Common construction methods for floating a professional facility’s floor uses either neoprene “hockey puck” isolation mounts, U-Boat floor floaters (Figure 3.9), or a continuous underlay, such as a rubberized floor mat. In these cases, the underlay is spread over the existing floor foundation and then covered with an overlaid plywood floor structure. In more extreme situations, this superstructure could be covered with reinforcing wire mesh and finally topped with a 4-inch layer of concrete (Figure 3.10). In either case, the isolated floor is then ready for carpeting, wood finishing, painting or any other desired surface.
An even more cost- and space-effective way to decouple a floor involves layering the original floor with a rubberized or carpet foam pad. A 1/2- or 5/8-inch layer of tongue-and-groove plywood or oriented strand board (OSB) is then laid on top of the pad. These should not be nailed to the subfloor; instead, they can be stabilized by glue or by locking the pieces together with thin, metal braces. Another foam pad can then be laid over this structure and topped with carpeting or any other desired finishing material (Figure 3.11).

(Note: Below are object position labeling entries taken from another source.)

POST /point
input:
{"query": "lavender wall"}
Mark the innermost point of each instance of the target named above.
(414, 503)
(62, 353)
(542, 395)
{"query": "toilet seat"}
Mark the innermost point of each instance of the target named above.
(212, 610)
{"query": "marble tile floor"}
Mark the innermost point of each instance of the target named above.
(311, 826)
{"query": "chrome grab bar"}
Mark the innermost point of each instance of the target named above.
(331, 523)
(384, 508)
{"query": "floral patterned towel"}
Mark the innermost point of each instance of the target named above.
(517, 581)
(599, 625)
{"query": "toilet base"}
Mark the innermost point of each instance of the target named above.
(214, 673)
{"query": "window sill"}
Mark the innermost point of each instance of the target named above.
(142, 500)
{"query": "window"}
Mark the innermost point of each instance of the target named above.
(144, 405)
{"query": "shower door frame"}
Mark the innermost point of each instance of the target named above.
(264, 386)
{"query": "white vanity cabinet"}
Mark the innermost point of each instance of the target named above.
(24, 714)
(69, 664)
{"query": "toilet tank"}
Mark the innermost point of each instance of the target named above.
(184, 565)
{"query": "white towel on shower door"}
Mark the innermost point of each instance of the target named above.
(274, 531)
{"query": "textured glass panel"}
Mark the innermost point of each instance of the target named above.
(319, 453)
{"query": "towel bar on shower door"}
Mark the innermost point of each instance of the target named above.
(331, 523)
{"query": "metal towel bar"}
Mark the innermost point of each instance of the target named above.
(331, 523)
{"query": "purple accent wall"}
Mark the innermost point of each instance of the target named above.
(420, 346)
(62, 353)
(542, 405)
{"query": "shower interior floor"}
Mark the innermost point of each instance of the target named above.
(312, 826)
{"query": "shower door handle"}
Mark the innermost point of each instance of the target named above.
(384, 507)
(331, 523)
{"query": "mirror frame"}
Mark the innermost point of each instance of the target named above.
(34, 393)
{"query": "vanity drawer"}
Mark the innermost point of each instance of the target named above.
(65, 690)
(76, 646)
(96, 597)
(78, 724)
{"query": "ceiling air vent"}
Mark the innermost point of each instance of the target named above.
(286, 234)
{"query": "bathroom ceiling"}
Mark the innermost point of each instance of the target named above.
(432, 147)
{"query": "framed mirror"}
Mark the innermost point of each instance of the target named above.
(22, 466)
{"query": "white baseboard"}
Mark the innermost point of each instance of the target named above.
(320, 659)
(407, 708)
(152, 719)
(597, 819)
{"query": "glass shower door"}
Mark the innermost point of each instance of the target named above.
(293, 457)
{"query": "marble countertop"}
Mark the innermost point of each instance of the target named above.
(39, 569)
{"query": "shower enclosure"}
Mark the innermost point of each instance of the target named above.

It is important for the floating superstructure to be isolated from both the under-flooring and the outer wall. Failing to isolate these allows floor-borne sounds to be transmitted through the walls to the subfloor, and vice versa (often defeating the whole purpose of floating the floor). These wall perimeter isolation gaps can be sealed with pliable decoupling materials such as widths of soft mineral fiberboard, neoprene, silicone or other pliable materials.